On the face of it, Peach’s Castle seemed almost like a well-polished Super Mario 64 albeit with 2001’s capabilities. The graphics were polished and featured gorgeous textures and high-polygon count, and the soundtrack was as catchy as you’d expect from a full Mario game.
Taking place inside the interior of the titular castle, the tech demo only featured a red arrow as the player character. We’d imagine this would have been replaced by Peach herself if development had gone any further, giving us what could have been a decent Peach-playable game not aimed squarely at kids.
Why it Was Cancelled: It was never meant to be in the first place, sadly.
Mario Takes America
What it Was: Potentially the greatest/worst/bizarre Mario games never to be released on the Philips CD-i.
Why it Would Have Been Awesome: Okay, this one is open to debate. Let’s start with some backstory on this very obscure title.
Story-wise, Mario travels to real-world America and makes his way to Hollywood in order to star in his own film. The game was hinted at being vehicular-based, and like many Philips CD-i games, it would have featured at least some live action. Footage was shown at a 1994 conference, but no recordings or stills from the event are known to survive today. Ultimately the project was pulled and the developers, Cigam, went bankrupt as a result.
It would have certainly been a strange game in a franchise known for being slightly off-the-wall in the first place. Would it have been any good? We’ll never know, but it’s certainly one cancelled title which inflames the imagination.
Why it Was Cancelled: Because Philips themselves became unhappy with how the game was looking.

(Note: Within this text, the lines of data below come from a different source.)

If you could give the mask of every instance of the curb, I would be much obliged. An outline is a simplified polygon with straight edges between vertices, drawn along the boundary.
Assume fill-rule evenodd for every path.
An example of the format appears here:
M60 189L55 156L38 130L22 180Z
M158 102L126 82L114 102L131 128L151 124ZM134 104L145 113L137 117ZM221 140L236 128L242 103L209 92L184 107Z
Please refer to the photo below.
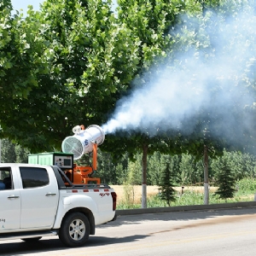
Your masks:
M230 208L241 208L241 207L256 207L256 201L242 201L242 202L212 204L212 205L195 205L195 206L181 206L181 207L171 207L116 210L116 215L120 216L120 215L136 215L136 214L145 214L145 213L204 211L204 210L230 209Z

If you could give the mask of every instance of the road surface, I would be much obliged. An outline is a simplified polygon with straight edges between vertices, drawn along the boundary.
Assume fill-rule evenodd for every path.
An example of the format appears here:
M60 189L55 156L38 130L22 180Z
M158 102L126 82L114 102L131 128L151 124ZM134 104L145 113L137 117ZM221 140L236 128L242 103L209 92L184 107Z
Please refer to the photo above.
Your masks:
M65 247L57 236L28 244L0 241L0 255L19 256L252 256L256 207L119 216L98 226L83 247Z

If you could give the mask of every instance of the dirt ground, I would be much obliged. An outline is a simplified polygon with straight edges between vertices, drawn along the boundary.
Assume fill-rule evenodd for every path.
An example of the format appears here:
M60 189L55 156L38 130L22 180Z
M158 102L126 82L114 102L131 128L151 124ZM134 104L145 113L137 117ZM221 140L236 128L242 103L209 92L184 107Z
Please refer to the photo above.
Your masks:
M111 185L111 188L114 189L118 195L118 202L120 201L132 201L134 203L139 203L142 198L142 186L119 186L119 185ZM182 193L182 190L190 190L198 193L204 193L204 187L175 187L174 188L179 193ZM210 187L210 191L216 191L216 187ZM147 195L150 197L160 193L159 186L147 186Z

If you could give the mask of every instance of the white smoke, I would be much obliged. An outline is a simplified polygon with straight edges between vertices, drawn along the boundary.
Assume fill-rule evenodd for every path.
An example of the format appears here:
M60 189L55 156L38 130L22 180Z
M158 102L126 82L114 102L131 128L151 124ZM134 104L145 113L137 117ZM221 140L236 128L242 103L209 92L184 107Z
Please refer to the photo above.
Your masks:
M234 102L241 111L245 105L253 104L252 84L256 71L253 9L247 6L235 18L224 19L212 12L208 15L210 18L204 21L208 25L207 31L201 28L202 21L190 20L172 32L176 37L178 34L182 37L183 33L185 37L184 31L189 30L203 40L193 47L183 44L183 53L179 50L175 58L166 60L160 68L154 71L152 67L143 78L149 82L117 103L112 118L102 125L107 134L133 130L154 135L158 129L185 131L188 127L192 131L195 125L193 117L201 109L209 115L218 116L216 125L223 126L221 132L227 125L250 126L249 120L244 119L240 124L230 115L230 109ZM201 43L207 45L200 45Z

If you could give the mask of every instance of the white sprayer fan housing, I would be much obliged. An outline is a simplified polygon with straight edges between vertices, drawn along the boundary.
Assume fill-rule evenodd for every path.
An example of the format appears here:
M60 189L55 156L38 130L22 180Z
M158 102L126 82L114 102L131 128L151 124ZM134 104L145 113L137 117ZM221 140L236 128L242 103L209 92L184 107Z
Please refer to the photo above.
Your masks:
M75 129L75 131L78 130ZM92 125L73 136L67 137L61 144L62 152L73 154L73 160L78 160L85 153L92 151L93 143L101 145L104 139L105 133L103 130L98 125Z

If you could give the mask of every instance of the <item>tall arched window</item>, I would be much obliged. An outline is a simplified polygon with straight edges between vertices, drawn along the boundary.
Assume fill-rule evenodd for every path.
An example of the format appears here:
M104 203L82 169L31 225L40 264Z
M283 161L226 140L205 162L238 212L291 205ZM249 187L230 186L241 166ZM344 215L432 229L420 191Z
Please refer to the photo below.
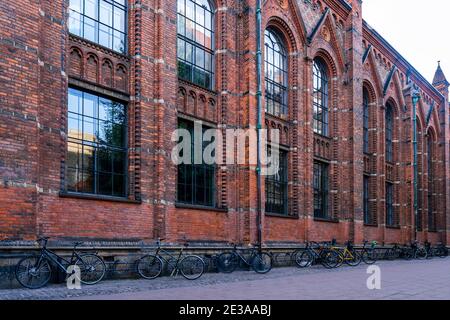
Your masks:
M265 32L266 112L277 117L287 115L287 54L278 34L272 29Z
M394 145L393 145L393 134L394 134L394 108L391 104L386 105L385 113L385 126L386 126L386 161L394 161Z
M313 126L314 132L328 136L328 71L322 59L314 59L313 65Z
M369 153L369 92L363 89L363 139L364 139L364 153Z
M214 12L208 0L178 0L178 76L214 88Z

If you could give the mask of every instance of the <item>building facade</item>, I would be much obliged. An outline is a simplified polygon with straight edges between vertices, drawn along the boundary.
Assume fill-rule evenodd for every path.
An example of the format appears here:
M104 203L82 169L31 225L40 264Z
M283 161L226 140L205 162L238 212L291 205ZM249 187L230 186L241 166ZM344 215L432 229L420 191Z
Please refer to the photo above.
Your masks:
M264 0L259 69L256 7L2 1L0 237L448 244L441 68L427 82L359 0ZM258 72L282 144L260 201L254 166L171 159L177 128L256 128Z

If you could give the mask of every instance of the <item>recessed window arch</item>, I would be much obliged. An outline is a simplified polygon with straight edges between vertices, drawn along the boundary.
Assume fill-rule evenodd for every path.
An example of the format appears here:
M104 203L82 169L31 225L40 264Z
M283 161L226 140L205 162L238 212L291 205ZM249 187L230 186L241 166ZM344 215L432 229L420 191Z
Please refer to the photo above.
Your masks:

In hindsight, it probably would have sucked if even they thought it was a bad idea.
What it was: A well-deserved appearance of one of the most beloved fictional brothers, in an online slot machine video game.
Why It Would Have Been Awesome: Luigi was rarely the main character because of this brother Mario, but over the years he has appeared in a few games. The latest one was in fact in 2019 and was titled Luigi’s Mansion 3. The game was released on Nintendo Switch. When Nintendo name the time period of March 2013 to March 2014 as "The Year of Luigi", we were sure that a dedicated Luigi slot would be released not long after.
Why It Was Cancelled: No doubt the gaming companies doubting that the popularity of Luigi will attract enough players. Such a pity, if you ask us.
New Super Mario Bros. Wii 2
What it Was: In a word, totally non-existent… and that’s the point.
Why it Would Have Been Awesome: Alongside Mario Kart Wii, New Super Mario Bros. Wii was one of the most enjoyable titles ever released on the Wii U’s predecessor. The fact that it has never really dropped below RRP is testament to how good this flagship game was, and we were all looking forward to more of the same following its release.
Unfortunately, that was a four-year long exercise in breath-holding because a sequel never really came…
… At lease not for the Wii.
Instead, Nintendo held back on a sequel until the Wii U console came out. Despite the fact that Super Mario Bros. U is a fine game, it’s hard not to point out how irksome it was that Nintendo practically held the game hostage unless gamers forked out for the next-gen console. A sequel for the original Wii to reward loyalty would have been nice (and entirely possible in the timeframe) before moving on to developing for the Wii U, but there we go.
Why it Was “Cancelled”: to drive people towards the Wii U. Undoubtedly.